The ORCA object is then used by passing it to a function: e.g. Singlepoint, an optimizer, a QM/MM object, NumFreq function etc. When the ORCA object is run (e.g. by the Singlepoint function, an optimizer etc.) it will create an ORCA inputfile that will always be called orca-input.inp. This inputfile will look familiar to any ORCA user as it will contain a "Simpleinput line", Block-input a coordinate block etc. (cordinates in Å). ASH will then tell ORCA to run the inputfile and an outputfile called orca-input.out will be created. Once the ORCA calculation is done the outputfile (or other files) is read for information (usually the energy and gradient) by ASH and ASH will continue. The ORCA inputfile , "orca-input.inp" may be replaced later (e.g. if an optimization job" and ORCA will be run again.
Broken-symmetry DFT example
ORCA is quite a convenient program for finding broken-symmetry SCF solutions and within an ORCA inputfile one can easily tell ORCA to find a broken-symmetry solution within the %scf block (Flipspin or Brokensym options). While this could in principle simply be specified by the user in the orcablocks variable, this would have the drawback of ORCA attempting a broken-symmetry search everytime the program is called, e.g. in every ASH optimization step or an ASH MD run. This is almost never what we want since we simply want to find the broken-symmetry SCF solution once and then reuse those orbitals in a subsequent step (and so on). This is why ASH features a way to control the broken-symmetry search by the brokensym keyword in the ORCATheory object as shown below.
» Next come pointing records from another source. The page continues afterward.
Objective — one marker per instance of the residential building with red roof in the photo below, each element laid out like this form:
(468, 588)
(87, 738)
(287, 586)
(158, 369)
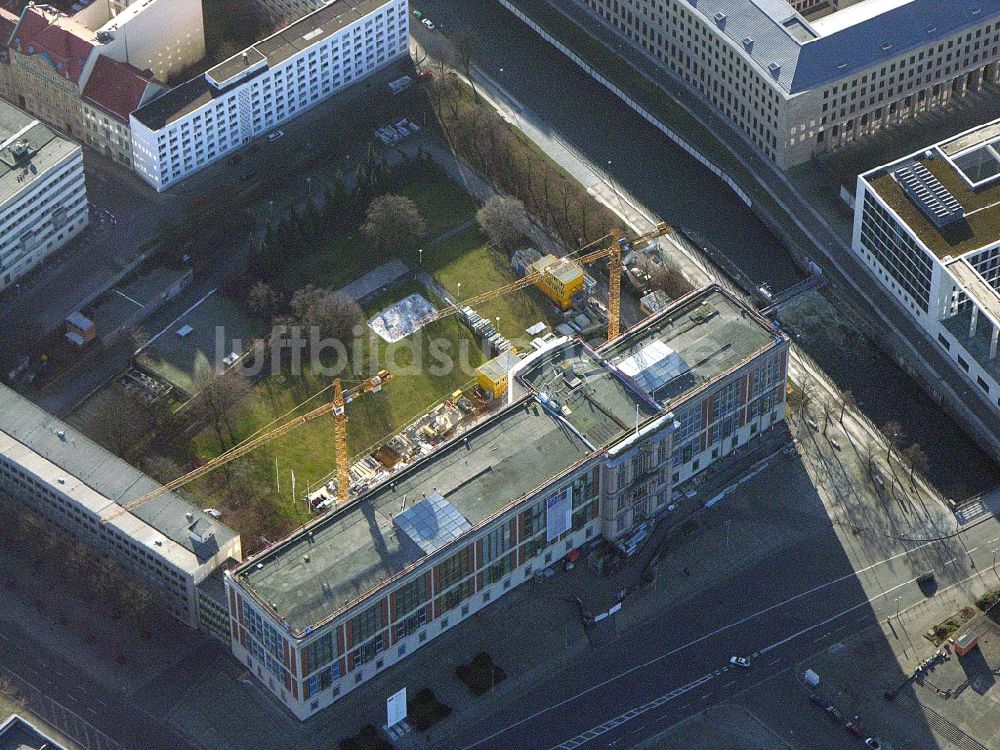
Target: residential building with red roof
(113, 91)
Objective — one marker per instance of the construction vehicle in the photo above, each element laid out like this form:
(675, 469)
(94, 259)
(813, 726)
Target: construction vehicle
(619, 246)
(336, 406)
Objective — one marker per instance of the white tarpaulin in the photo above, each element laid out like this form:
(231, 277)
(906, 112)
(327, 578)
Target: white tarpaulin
(558, 514)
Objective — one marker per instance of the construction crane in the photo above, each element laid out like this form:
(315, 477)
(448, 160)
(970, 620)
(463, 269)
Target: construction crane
(341, 397)
(613, 252)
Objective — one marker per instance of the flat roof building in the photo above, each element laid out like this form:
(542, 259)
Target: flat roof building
(270, 82)
(62, 475)
(799, 78)
(18, 734)
(928, 228)
(43, 198)
(586, 445)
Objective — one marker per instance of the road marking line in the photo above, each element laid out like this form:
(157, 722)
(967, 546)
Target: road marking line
(865, 603)
(617, 721)
(720, 629)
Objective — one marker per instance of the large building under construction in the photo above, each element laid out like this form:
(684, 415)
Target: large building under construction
(591, 443)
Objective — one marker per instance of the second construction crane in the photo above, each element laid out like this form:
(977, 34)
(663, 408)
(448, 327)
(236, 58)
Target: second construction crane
(341, 397)
(613, 252)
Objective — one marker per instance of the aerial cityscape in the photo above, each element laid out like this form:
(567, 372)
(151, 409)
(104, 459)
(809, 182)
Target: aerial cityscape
(499, 374)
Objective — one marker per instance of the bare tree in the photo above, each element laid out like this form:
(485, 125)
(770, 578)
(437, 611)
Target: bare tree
(219, 395)
(826, 408)
(332, 314)
(263, 300)
(393, 223)
(917, 459)
(505, 221)
(892, 431)
(871, 459)
(663, 276)
(846, 402)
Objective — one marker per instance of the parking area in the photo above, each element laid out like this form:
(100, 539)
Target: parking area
(202, 337)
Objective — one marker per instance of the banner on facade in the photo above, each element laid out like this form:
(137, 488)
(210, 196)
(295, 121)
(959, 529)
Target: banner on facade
(395, 708)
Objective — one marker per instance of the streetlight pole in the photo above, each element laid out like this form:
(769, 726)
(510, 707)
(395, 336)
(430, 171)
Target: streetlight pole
(621, 203)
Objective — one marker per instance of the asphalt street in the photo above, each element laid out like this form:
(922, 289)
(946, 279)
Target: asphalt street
(673, 185)
(777, 612)
(68, 685)
(661, 175)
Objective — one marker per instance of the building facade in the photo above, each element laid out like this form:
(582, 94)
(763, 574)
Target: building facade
(589, 445)
(928, 228)
(798, 80)
(267, 84)
(59, 473)
(287, 11)
(43, 198)
(49, 58)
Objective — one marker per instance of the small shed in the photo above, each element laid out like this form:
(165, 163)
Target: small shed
(492, 376)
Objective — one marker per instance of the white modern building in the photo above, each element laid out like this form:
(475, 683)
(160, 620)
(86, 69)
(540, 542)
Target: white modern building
(58, 472)
(928, 227)
(273, 81)
(43, 199)
(801, 78)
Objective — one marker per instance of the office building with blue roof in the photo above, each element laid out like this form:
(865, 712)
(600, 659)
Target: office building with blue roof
(804, 77)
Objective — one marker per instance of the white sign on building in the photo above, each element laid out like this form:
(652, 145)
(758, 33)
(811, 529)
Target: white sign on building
(395, 708)
(558, 514)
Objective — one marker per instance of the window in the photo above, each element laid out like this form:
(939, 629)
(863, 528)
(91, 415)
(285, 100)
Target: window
(456, 567)
(369, 622)
(411, 595)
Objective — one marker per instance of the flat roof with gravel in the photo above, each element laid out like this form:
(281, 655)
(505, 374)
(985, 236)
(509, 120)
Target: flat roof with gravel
(341, 557)
(969, 169)
(709, 333)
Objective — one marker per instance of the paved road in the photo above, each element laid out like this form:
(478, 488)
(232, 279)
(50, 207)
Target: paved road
(778, 611)
(661, 175)
(73, 689)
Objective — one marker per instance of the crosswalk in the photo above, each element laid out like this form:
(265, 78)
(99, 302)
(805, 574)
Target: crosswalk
(617, 721)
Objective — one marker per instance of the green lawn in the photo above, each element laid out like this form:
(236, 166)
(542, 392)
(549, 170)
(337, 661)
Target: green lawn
(466, 258)
(343, 256)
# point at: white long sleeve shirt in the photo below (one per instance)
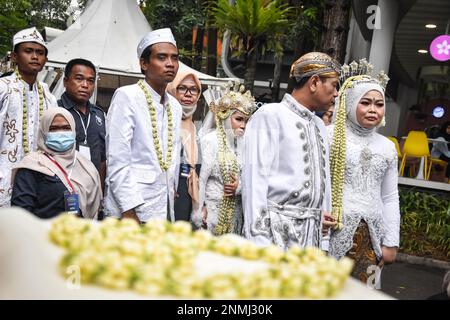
(11, 129)
(370, 192)
(134, 178)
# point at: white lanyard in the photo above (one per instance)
(82, 123)
(67, 176)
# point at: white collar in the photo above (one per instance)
(156, 97)
(297, 107)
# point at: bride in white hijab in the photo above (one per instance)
(222, 144)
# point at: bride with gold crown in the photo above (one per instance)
(364, 174)
(221, 143)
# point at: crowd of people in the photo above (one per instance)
(276, 175)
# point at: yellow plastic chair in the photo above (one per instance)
(438, 162)
(416, 146)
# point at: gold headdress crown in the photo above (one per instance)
(362, 68)
(234, 98)
(314, 63)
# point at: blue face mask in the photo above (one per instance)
(60, 141)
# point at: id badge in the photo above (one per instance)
(71, 203)
(85, 151)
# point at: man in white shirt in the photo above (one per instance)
(22, 100)
(286, 180)
(142, 136)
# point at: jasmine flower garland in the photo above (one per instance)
(164, 164)
(25, 143)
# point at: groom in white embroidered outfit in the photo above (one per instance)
(142, 139)
(22, 100)
(286, 180)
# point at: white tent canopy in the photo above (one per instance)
(107, 33)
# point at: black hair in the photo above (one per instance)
(74, 62)
(8, 73)
(16, 48)
(146, 56)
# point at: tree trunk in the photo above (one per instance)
(298, 52)
(211, 65)
(252, 59)
(335, 28)
(198, 49)
(277, 77)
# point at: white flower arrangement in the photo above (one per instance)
(159, 259)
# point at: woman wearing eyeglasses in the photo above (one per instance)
(186, 87)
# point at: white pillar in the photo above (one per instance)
(383, 37)
(357, 46)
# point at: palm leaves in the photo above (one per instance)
(255, 26)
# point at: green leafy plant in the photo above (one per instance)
(425, 224)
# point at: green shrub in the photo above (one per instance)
(425, 224)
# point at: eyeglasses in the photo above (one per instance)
(183, 90)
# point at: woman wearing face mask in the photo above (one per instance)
(364, 177)
(220, 205)
(186, 87)
(56, 178)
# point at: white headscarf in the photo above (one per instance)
(352, 98)
(85, 178)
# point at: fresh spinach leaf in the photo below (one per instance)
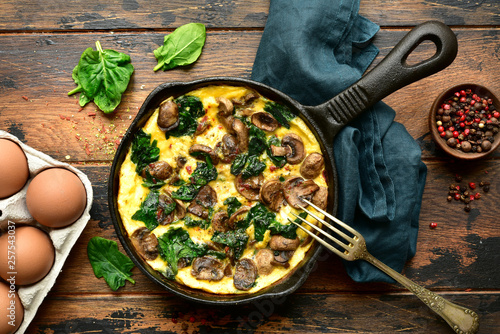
(143, 151)
(239, 163)
(289, 231)
(181, 47)
(190, 222)
(261, 218)
(280, 112)
(102, 76)
(190, 109)
(108, 262)
(236, 240)
(176, 244)
(232, 205)
(253, 168)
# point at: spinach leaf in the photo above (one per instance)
(289, 231)
(102, 76)
(143, 151)
(108, 262)
(282, 113)
(239, 163)
(276, 160)
(190, 109)
(261, 218)
(190, 222)
(149, 210)
(236, 240)
(176, 244)
(181, 47)
(253, 168)
(232, 205)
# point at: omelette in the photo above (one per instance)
(209, 184)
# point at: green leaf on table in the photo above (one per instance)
(181, 47)
(108, 262)
(102, 76)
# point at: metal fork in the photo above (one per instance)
(461, 319)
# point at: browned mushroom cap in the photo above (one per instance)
(312, 166)
(271, 194)
(160, 170)
(235, 215)
(245, 274)
(168, 116)
(295, 187)
(229, 147)
(207, 268)
(264, 121)
(250, 187)
(206, 198)
(264, 261)
(146, 243)
(199, 151)
(320, 198)
(241, 131)
(220, 222)
(279, 242)
(297, 145)
(281, 151)
(225, 106)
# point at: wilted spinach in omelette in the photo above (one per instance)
(207, 184)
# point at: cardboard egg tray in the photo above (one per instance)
(14, 209)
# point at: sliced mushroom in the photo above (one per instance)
(225, 106)
(146, 243)
(206, 198)
(160, 170)
(264, 261)
(295, 187)
(199, 151)
(271, 194)
(220, 222)
(297, 145)
(235, 215)
(250, 187)
(207, 268)
(281, 151)
(280, 243)
(245, 274)
(241, 131)
(312, 166)
(320, 198)
(168, 116)
(264, 121)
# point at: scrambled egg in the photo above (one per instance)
(132, 193)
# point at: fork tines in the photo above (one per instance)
(344, 245)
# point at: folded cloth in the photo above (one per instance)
(313, 50)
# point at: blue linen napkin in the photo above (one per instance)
(313, 50)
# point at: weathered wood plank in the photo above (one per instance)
(457, 255)
(50, 121)
(61, 15)
(299, 313)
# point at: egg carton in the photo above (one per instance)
(14, 209)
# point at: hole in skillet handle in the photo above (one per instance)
(393, 72)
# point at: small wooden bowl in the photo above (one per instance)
(441, 142)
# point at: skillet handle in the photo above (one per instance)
(393, 72)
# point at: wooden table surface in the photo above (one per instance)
(40, 43)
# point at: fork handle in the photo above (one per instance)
(461, 319)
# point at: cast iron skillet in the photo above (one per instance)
(325, 121)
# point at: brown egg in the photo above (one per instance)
(56, 197)
(26, 255)
(11, 309)
(14, 170)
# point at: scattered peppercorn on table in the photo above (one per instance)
(458, 249)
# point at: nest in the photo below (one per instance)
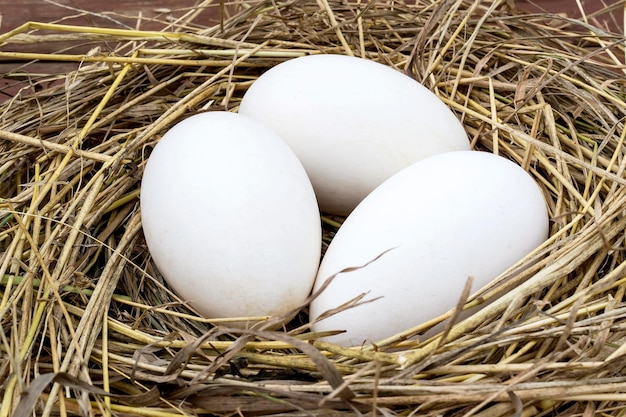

In addition to the brokensym keyword we have to specify the high-spin multiplicity and which atom indices to flip as a list(atomstoflip) in the molecule. Do note that atomstoflip should always be a list of atom indices referring to the whole system. If the ORCATheory object is used to make a QMMMTheory object, the atom indices are automatically converted into QM-region indices by ASH.
#Create fragment object from XYZ-file. Here a hypothetical Fe dimer complex
frag=Fragment(xyzfile='fedimer.xyz', charge=0, mult=1)
#ORCA settings
inputline="! BP86 def2-SVP tightscf UKS "
#Here we specify a broken-symmetry solution with a high-spin multiplicity of 11 and flipping atoms no. 0
ORCAcalc = ORCATheory(orcasimpleinput=inputline, brokensym=True, HSmult=11, atomstoflip=[0])
#Run a broken-symmetry DFT geometry optimization
Optimizer(theory=ORCAcalc, fragment=frag)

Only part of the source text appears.